Published online by Cambridge University Press: 11 January 2010
Individuals and organizations often have powerful incentives to shape our preferences, influence our judgments, and get us to make choices that serve their interests, whether or not they serve our own. We depend on our rational instincts, democratic institutions, and other rules and procedures to protect us from being exploited by these forces. To the ex-tent that our preferences are shaped in non-rational ways, however, and to the extent that others can find ways to bypass our rational faculties, we need to worry about our susceptibility to manipulation. If our nonrational tendencies are deep and pervasive, this worry may be justified, even when we have in place procedures and robust institutions aimed at steering us toward rational deliberation, and even when we want and try to act reasonably. This chapter is an examination of the grounds for this worry.

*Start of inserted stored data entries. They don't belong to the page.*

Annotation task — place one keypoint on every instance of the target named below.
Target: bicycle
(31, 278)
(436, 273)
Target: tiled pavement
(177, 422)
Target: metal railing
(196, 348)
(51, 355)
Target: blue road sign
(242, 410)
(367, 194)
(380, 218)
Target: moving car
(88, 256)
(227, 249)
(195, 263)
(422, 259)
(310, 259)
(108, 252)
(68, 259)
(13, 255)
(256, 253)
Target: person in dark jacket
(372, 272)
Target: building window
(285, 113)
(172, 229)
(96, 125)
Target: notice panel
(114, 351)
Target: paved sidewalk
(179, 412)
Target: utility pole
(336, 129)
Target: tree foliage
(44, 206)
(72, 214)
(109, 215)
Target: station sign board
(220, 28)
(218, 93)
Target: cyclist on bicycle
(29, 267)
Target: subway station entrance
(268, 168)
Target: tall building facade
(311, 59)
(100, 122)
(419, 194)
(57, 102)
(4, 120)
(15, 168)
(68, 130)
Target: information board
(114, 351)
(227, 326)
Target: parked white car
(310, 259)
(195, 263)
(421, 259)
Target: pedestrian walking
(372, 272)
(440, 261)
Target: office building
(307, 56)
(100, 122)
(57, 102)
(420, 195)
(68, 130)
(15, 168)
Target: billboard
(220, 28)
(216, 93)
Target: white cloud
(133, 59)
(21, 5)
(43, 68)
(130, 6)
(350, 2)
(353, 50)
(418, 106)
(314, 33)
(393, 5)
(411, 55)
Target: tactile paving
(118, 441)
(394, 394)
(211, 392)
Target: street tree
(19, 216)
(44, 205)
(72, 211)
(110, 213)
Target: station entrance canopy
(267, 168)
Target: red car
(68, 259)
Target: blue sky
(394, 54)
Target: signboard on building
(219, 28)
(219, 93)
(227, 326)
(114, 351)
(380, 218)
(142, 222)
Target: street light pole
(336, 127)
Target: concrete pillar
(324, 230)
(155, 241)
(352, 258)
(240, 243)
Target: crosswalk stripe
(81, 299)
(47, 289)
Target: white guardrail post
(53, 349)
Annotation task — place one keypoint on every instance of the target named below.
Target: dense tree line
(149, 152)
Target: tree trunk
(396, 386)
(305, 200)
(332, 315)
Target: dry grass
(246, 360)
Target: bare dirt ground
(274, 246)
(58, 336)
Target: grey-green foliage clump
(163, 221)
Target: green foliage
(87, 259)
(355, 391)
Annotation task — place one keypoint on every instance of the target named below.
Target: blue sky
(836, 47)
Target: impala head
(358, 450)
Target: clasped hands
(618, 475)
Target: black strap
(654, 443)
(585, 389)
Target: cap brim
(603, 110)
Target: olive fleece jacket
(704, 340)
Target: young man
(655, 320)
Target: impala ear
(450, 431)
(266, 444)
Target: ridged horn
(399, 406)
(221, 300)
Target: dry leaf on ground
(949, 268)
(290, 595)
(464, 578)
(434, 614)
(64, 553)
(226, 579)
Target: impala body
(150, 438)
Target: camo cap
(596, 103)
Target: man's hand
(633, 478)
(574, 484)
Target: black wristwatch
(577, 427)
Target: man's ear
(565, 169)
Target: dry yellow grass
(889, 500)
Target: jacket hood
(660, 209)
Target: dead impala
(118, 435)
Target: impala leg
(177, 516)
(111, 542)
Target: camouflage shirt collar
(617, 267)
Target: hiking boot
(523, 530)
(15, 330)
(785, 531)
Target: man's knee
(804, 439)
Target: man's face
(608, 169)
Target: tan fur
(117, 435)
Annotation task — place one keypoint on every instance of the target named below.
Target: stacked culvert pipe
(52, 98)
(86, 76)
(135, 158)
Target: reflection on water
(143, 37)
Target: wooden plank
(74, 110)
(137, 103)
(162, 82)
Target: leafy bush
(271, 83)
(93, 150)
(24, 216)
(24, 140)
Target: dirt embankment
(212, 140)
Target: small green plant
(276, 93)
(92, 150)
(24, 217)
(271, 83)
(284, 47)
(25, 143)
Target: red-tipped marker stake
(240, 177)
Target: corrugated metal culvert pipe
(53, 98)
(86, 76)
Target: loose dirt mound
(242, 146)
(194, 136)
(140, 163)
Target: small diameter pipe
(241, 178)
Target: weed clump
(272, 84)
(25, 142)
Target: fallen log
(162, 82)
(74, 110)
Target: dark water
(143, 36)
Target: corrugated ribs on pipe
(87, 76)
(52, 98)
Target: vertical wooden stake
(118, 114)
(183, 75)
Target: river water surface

One of the central aims of behavioral decision theory is to discover and analyze the causal processes of preference formation. Behavioral decision theory is not a single theory but an amalgamation of findings, hypotheses, and research projects in different areas of the social sciences, which are united by their interest in discovering the empirical bases of judgment and choice. Some of the most interesting research in this area comes from psychologists who show how preferences are often determined in predictable but nonrational ways, with the implication that most of us can easily be led to make choices that we would also admit are not rationally justifiable.